Dung Lai blog

Image Compression Application

Pascal
Machine Learning

This blog post is an extension to my previous post on K-means algorithm. We will use K-means clustering method to find \(k\) dominent colors of an image. Each pixel of an image is represented as a 3 dimensional vector (containing RGB value) where the previous blog post visualize k-means on 2D vector (points on 2D plane). Content:

1. Introduction

This blog is an extra section of the previous blog K-Means Clustering with Visualization tool that i wrote.

Let’s see a quick demo of the program, the main function of the program is:

2. Main functions

Input:

  1. Image (filename of image)
  2. K (integer, number of color we want after compressing)

Output: New image which contains K colors

Left image (1000KB) - Righ image (10KB)

3. Demo Video

Demo video

4. Algorithm Recap

4.1. K-means on 3-dimensional space

Let me briefly explain the algorithm that I use in this program.

According to the previous blog K-Means Clustering with Visualization tool. K-means algorithm is able to put data into group/ or cluster. In the visualization tool, each data is a point on a plane, each point has 2 properties, namely x-axis location and y-axis location. In this image compression application, each data point is one pixel of the image, each data point (pixel) has 3 properties, namely, Red color, Green color and Blue color density (RGB color). Each red, green and blue density will have a value ranging from 0-255.

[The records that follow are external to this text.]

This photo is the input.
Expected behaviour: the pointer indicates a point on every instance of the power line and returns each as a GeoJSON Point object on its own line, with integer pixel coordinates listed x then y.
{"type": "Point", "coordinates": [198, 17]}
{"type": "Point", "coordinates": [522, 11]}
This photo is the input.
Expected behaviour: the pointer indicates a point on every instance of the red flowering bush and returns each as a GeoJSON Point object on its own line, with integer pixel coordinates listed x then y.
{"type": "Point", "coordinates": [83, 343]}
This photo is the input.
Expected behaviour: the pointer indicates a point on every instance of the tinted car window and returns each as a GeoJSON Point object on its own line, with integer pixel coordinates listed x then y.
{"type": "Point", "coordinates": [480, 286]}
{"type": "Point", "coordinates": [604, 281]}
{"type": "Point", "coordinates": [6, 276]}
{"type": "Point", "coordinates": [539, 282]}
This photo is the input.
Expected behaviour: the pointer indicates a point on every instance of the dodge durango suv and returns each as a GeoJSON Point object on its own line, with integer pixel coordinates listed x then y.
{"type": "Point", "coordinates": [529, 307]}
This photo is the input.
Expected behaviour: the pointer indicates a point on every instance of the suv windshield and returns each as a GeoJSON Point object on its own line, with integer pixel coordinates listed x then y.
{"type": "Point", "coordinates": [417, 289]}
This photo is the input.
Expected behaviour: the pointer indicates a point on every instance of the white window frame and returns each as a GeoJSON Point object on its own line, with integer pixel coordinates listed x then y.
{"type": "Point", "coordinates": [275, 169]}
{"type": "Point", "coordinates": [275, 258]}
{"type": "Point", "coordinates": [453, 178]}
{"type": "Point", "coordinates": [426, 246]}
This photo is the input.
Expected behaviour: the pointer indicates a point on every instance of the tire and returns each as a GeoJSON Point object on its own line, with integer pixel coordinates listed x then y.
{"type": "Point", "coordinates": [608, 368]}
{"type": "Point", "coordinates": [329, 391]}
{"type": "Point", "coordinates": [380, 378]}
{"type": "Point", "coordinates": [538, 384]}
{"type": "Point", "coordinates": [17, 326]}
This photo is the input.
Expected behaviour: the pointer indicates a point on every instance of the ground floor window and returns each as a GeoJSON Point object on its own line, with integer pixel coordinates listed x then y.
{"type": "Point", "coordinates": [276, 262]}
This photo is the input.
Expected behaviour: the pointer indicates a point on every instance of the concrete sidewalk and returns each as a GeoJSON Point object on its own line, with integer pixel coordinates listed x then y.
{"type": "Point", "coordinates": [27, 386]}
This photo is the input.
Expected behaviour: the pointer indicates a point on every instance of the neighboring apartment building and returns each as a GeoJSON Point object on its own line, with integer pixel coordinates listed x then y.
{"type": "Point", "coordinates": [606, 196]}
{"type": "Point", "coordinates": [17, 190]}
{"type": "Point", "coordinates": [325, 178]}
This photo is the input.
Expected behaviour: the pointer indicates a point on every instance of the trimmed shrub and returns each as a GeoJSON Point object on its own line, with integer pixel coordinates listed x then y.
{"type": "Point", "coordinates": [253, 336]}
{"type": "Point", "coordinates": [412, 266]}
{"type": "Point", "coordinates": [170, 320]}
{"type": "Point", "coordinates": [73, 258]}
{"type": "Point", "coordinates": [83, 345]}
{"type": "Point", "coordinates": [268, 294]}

When data is points on plane, all data points are put in a 2-dimensional space. In the case of image compression application, each data is a point on a 3-dimensional space, our goal here is to cluster all these points. For example, if we have a 100x100 resolution image, we have 10000 pixels in total, they will be 10000 points on a 3-dimensional space.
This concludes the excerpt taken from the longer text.